In her artistic practices, which she has developed since the middle of the 1980s, Asta Gröting works through the diversity of these tangible forms and materials, showing us the evolution and complexity of social forms of life, whether romantic, familial, cultural or mechanical as many meetings of bodies in space. As she said, in Space between two people having sex, the visitor faces «the void between two people along with all the unexpressed, inexpressible and hidden issues that relationships involve».

With her most recent works, the underside casted of Goethe’s travelling carriage (2012, 60 x 140 x 330 cm, polyurethan), Adenauer’s Mercedes (2012, 45 x 200 x 520 cm, polyurethan) and the own ride of the artist‘s smart (2012, 50 x 155 x 260 cm, polyurethan), she keeps creating physical representation of normally unseen elements «in order to be able to focus on the immaterial» that we can’t see because we can’t or don’t want to perceive them in dailylife. Thus, in this exhibition, we discover that the objects can just live by their absence, by the void and the print they left, by the solitude they provoke.

Frozen in the materiality of polyurethan, lying in the space like immobilised, these three means of transport that represent the carriage, the mercedes and the smart refer us to times, activities (literary, political and artistic) and figures of German culture eminently different, respectively associated to Johann Wolfgang von Goethe, Konrad Adenauer and Asta Gröting. Beyond a simple representation of history of wheeled vehicles, it is a fragment of German culture that is given to us to see here in the form of a dark gripping triptych, three tombs, three monuments whom the uncanny violent and calm amplifies the tension of the installation and transports us into a more sensitive area, a zone of silence where times mingle and disappear at the same time.

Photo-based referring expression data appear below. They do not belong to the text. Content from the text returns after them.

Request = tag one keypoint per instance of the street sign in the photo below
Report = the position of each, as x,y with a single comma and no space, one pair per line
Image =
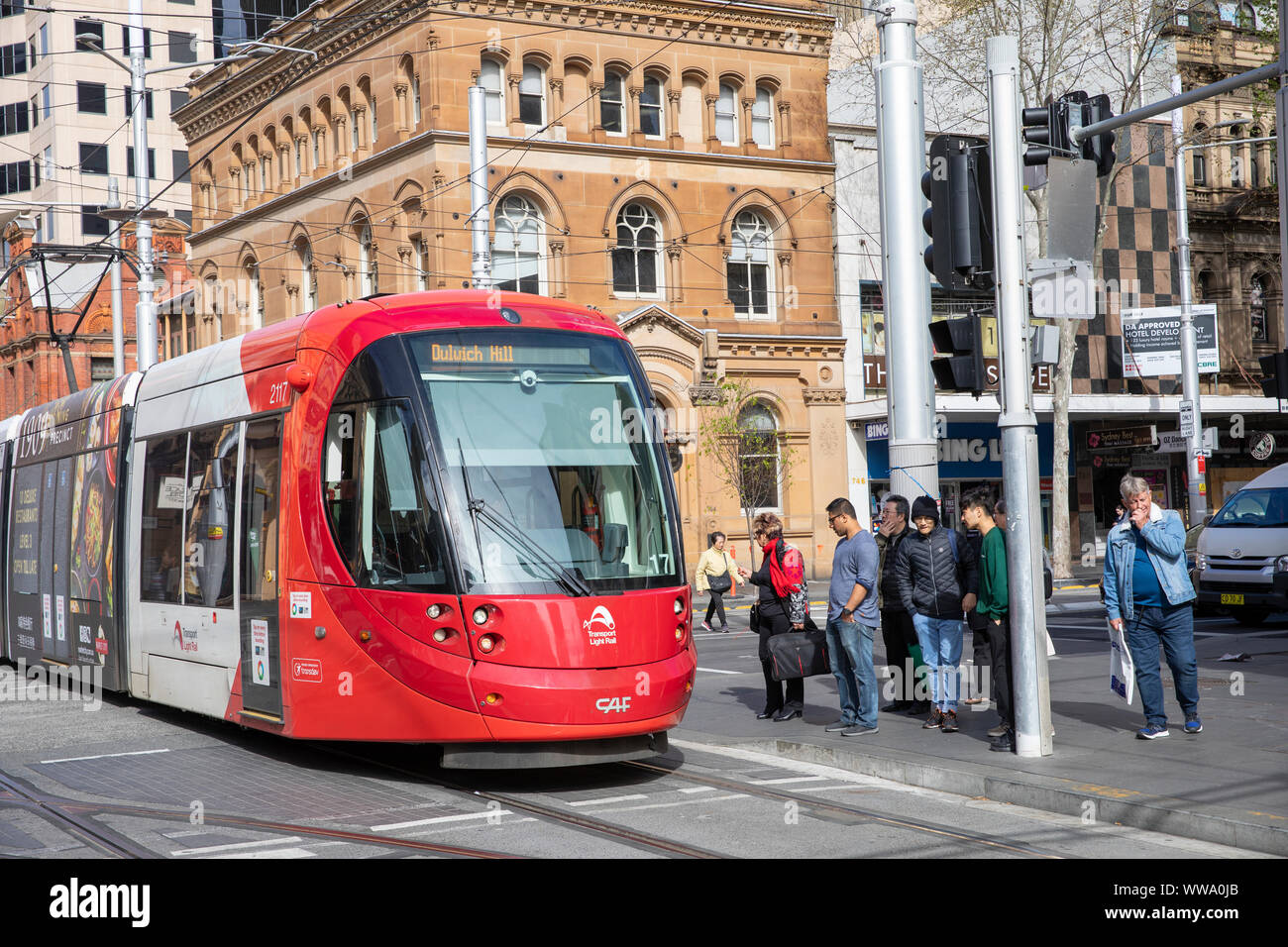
1151,341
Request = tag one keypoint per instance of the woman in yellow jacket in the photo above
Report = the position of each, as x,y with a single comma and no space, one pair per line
716,570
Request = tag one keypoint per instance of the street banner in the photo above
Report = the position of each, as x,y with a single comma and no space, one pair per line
1151,341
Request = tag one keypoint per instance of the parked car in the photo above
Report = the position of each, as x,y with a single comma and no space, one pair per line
1241,554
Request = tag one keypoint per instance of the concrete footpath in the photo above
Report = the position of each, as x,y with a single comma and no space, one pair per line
1228,785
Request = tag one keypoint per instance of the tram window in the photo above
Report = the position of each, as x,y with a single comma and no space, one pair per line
161,534
207,565
373,478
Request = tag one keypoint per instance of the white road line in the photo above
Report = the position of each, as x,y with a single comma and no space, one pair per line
395,826
232,845
273,853
106,755
608,800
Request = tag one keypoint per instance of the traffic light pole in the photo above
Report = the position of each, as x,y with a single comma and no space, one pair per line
1031,693
906,283
1194,460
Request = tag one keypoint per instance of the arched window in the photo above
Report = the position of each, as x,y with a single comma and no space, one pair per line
516,247
308,285
636,258
726,115
763,119
490,80
532,97
748,265
369,273
254,295
612,103
1257,308
651,107
758,458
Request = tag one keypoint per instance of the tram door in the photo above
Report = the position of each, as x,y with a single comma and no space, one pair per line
261,646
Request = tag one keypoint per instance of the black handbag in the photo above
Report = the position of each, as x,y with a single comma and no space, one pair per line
799,654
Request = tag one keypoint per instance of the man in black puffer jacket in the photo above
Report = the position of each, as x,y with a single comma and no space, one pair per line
930,589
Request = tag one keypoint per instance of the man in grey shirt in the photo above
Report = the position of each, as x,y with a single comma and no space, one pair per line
851,621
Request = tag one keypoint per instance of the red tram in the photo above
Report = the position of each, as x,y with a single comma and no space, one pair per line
407,518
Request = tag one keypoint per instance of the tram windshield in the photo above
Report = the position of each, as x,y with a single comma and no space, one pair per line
550,460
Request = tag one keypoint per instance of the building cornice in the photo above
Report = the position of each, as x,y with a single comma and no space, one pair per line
429,140
226,93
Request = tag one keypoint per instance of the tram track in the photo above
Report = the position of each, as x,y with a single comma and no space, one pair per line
849,810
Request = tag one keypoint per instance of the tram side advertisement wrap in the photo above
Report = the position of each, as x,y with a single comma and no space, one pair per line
62,532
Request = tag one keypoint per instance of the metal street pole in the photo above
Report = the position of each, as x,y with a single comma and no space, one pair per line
114,201
146,309
905,281
481,257
1282,166
1031,693
1192,408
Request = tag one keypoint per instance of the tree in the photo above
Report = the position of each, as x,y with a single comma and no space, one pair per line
748,457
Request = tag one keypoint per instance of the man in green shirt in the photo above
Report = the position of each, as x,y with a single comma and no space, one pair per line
995,605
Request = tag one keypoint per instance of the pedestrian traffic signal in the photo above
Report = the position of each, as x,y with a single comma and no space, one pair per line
960,217
1274,375
962,342
1047,129
1099,149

In the continuity of her organic works, these three negative car frames refer us to our own internal organ, the belly, place of all emotions, well known to be our second brain or place of soul, part of our body particularly sensitive and fragile that we protect in case of any attack or fight ; this is from where we can die but it is also, in the animal kingdom, the most intimate part that is given to us, to caress in privileged moments of tenderness and complete confidence with someone. In the Middle Ages believes – which thought the soul as an organ – we could see the three casts of Goethe’s travelling carriage, Adenauer’s official car and the own ride of the artist as autopsies to find their soul. In this way, her works keeps combining the inside and the outside, making the invisible visible always related to the human psyche.

Above the huge materiality of these sculptures, the evanescent silicon of two lovers, the bronze stability of the family and the weak density of the rubber of the internal machinery of the massive vehicles, Asta Gröting keeps showing us things that can’t normally be seen and also perhaps those which we don’t really want to see, the intimate moments of two people or family relationships, or the car frames, the invisibility of material elements, of unspoken feelings. Both in the former than in the new works, the artist puts the visitor in presence of the «hidden processes visible», of the tension of the installation and reveals her inexhaustible questioning of the psychic and emotive depth of self-construction and the underlying conditions of human existence.

Working in a scale simultaneously monumental and intimate, Asta Grötings’ sculptures explore the below and the beyond and show how «beauty consists of tension and wealth of associations».

Born in 1961 in Herford, Germany, lives and works in Berlin, Asta Gröting has been the subject of numerous solo exhibitions both nationally and internationally at museums including: Neuer Berliner Kunstverein, Berlin, Germany; Lentos Kunstmuseum, Linz, Austria; Henry Moore Institute, Leeds, United Kingdom; MARTa, Herford, Germany ; Freud Museum, London, United Kingdom; among other international venues. Selected group exhibitions include: Vehbi Koç Foundation contemporary art collection, Istanbul, Turkey; The Alderich Art Museum, Ridgefield, United States; Kunsthaus Baselland, Switzerland; Kunsthalle Fridericianum, Kassel, Germany.